Project Overview
Built under a two-week deadline during the company's first fully remote project, the COVID-19 Test Monitor gave managers visibility into employee test results, vaccination status, and upcoming testing deadlines. A small team of three designers worked in a daily feedback loop with stakeholders, iterating quickly and handing off specs to development as decisions were made. The settings page and dashboard stat cards were my primary deliverables.
Prototype
Project Context
The feature was a high-priority emergency build, one of the company's first fully remote projects. Feedback cycles ran daily, with iterations moving from design to stakeholder review and back within 24 hours. The compressed timeline required clear communication and fast decision making across the team, with less time for exploration than a typical project but enough iteration to feel confident in what shipped.
Dashboard
Stat Cards: Four stat cards surfaced the metrics managers needed most at a glance: positive tests, past due tests, tests due today, and overall vaccination status. Left border color coding drawn from the existing alert system gave managers an immediate read on urgency before reading any numbers, red for critical, yellow for approaching, neutral for informational. The information hierarchy within each card was defined during design, breaking totals into subcategories like actions required versus reviewed to give managers actionable context rather than raw counts alone.
Settings Page
Notification Recipients: The positive test notification system handled two types of recipients. Predefined management roles like Primary Supervisor and Secondary Supervisor were selectable through a multiselect component using removable chips, giving managers flexibility to adjust who was notified. Dashboard users were already notified automatically, so this field covered additional recipients only.

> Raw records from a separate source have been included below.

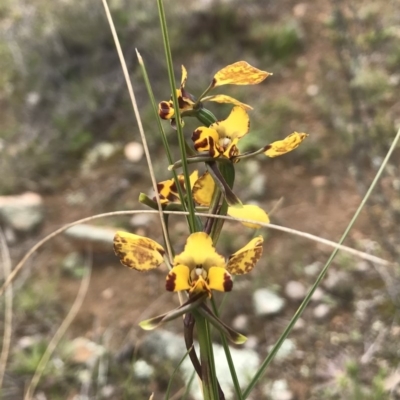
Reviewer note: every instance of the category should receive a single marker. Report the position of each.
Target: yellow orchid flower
(199, 268)
(222, 137)
(239, 73)
(202, 189)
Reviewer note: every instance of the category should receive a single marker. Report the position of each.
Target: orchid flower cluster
(199, 269)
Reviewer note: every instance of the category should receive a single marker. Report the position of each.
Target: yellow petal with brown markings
(236, 125)
(244, 260)
(219, 279)
(281, 147)
(203, 189)
(249, 211)
(138, 252)
(178, 279)
(199, 250)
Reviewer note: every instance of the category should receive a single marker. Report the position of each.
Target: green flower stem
(204, 94)
(167, 48)
(206, 117)
(158, 121)
(231, 365)
(213, 209)
(201, 157)
(305, 302)
(210, 386)
(168, 391)
(165, 143)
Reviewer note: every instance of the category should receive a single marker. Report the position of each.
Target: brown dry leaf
(239, 73)
(222, 98)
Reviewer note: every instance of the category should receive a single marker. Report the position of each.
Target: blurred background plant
(336, 76)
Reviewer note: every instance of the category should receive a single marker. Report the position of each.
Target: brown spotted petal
(206, 139)
(244, 260)
(166, 109)
(203, 190)
(222, 98)
(239, 73)
(138, 252)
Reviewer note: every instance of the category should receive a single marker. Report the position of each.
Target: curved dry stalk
(305, 235)
(6, 262)
(83, 288)
(140, 125)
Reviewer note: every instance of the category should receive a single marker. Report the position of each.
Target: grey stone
(295, 290)
(22, 213)
(100, 152)
(133, 151)
(280, 391)
(339, 283)
(267, 302)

Custom Recipients: Managers could also add recipients outside the role-based system through a custom email input. The form supported multiple entries, each with its own delete control, and always maintained at least one input field in either a filled or placeholder state. Adding and deleting entries needed to behave predictably regardless of how many inputs existed, requiring close collaboration with developers during the design process to align on the expected behavior before handoff.
Additional Settings: The page also covered submission settings including vaccination card review requirements and daily employee test reminders with configurable timing, structured to maintain consistency with broader settings patterns in the system.

Design Decisions and Handoff
Component Approach: Existing Material components were used throughout and adapted to fit the new context. The recipient field combined a standard multiselect with a custom input pattern, a combination that required thinking through how the two systems would coexist visually and behaviorally while still feeling like a single unified interaction.
Documentation: Specs were delivered within the two week timeline covering component behavior, spacing, and interaction states for the settings page and dashboard cards. The custom recipient input required detailed behavioral documentation to communicate how the form should handle adding, deleting, and reordering entries across all states, ensuring developers had clear guidance without ambiguity.